もっと幸せな子どもが増えてほしい、とパトリックはがんばりました。けれど、そんなパトリックを見て、サンタさんは困ったように笑います。
サンタさんは、パトリックにも幸せになってもらいたいのです。
パトリックは首をかしげました。なぜサンタさんがそんなことを思うのか分からないからです。そして、「今でも幸せです」と言いました。
ですが、サンタさんは困った顔のままです。
何十年も、パトリックはサンタさんの弟子として働きました。
パトリックはどれだけ経っても子どものままです。でも、パトリックはそれでいいと思いました。
大きくならなければ、ずっとサンタさんといっしょに働けます。
あるクリスマスイブのことです。一年で一番大切な仕事を終えた二人は、クリスマスランドに帰ってきました。
サンタさんはパトリックに、ホットチョコレートを作ってくれました。甘くて温かいホットチョコレートの香りが部屋にあふれます。
パトリックは、歯が溶けそうなほど甘いホットチョコレートに、ふうふうと息を吹きかけます。
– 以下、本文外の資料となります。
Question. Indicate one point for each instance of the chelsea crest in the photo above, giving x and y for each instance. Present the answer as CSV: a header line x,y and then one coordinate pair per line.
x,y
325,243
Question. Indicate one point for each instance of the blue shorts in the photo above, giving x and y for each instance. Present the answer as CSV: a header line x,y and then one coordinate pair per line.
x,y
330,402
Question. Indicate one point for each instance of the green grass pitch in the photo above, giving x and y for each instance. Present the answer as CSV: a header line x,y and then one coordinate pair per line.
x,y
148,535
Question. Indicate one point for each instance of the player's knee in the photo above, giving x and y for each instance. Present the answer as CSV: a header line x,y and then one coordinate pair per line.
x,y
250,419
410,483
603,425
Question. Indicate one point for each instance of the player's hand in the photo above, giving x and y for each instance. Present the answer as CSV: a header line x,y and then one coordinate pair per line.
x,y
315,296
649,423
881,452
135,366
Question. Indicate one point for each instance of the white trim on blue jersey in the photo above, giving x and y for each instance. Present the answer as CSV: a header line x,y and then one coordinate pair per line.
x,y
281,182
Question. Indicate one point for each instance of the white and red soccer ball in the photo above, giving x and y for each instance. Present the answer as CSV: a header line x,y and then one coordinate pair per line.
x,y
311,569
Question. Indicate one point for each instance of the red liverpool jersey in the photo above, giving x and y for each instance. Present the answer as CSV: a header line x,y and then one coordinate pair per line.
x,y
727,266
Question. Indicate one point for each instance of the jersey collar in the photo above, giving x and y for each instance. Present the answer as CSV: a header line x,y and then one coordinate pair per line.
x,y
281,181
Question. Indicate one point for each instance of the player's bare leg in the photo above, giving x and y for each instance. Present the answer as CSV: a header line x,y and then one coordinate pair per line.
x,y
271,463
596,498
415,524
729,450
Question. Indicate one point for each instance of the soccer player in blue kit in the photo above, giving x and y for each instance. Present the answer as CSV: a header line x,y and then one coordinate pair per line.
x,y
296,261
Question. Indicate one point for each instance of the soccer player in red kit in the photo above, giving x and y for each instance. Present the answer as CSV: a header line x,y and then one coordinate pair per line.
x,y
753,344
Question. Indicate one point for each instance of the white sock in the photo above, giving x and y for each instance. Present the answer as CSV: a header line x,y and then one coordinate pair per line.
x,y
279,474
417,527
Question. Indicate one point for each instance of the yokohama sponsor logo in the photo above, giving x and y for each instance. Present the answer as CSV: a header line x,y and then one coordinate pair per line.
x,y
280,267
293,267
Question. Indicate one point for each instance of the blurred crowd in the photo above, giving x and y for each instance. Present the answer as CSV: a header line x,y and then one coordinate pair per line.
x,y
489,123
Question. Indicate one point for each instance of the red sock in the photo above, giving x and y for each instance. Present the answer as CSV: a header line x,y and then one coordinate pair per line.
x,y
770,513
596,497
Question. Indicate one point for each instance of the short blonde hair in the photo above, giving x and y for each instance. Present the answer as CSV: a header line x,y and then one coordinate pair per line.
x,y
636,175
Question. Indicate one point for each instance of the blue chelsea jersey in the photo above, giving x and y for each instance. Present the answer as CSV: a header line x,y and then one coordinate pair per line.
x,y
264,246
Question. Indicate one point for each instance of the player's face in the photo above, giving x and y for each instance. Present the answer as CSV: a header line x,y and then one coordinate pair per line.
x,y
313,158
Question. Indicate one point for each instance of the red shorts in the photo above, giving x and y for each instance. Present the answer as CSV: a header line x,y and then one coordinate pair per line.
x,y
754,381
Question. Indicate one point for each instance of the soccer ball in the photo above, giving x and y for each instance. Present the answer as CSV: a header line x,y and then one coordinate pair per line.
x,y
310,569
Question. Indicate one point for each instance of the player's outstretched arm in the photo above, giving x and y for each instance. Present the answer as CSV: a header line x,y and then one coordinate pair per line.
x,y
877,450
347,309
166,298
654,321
こんなに幸せな時間なのに、サンタさんは悲しそうな顔をしています。
「サンタさん、どうしたのですか? どこか痛いのですか?」
パトリックはサンタさんに聞きました。
「パトリックよ、わしは、お前さんにも幸せになってもらいたいんじゃよ。その話をしたことは、覚えているか?」
サンタさんはパトリックを抱きしめながら優しく問います。
パトリックは黙って頷きました。その話を聞くのは、本当はちょっと嫌でしたが、サンタさんの話ならきちんと聞かなければなりません。
「今のお前さんは、ちっとも幸せそうに見えないのじゃよ。わしはお前さんをここではなく、家族のいる天へ連れて行った方が良かったのかもしれないの……」
サンタさんは悲しそうにつぶやきます。
パトリックの心臓はどきりと跳ねました。サンタの仕事をすればするほど、世界中の幸せな子どもと不幸な子どもの差に、胸が押しつぶされそうになっていきます。
サンタさんにはそのことを言っていないはずなのに、サンタさんはパトリックの気持ちをわかっていたようです。
パトリックは「もっと仕事をがんばるから、そんなこと言わないでください!」とお願いしました。
サンタさんは「また今度ゆっくり話そう」と言って家に帰って行きました。
パトリックは胸がむしゃくしゃして、こっそりトナカイを小屋から出して、クリスマスランドを飛び出しました。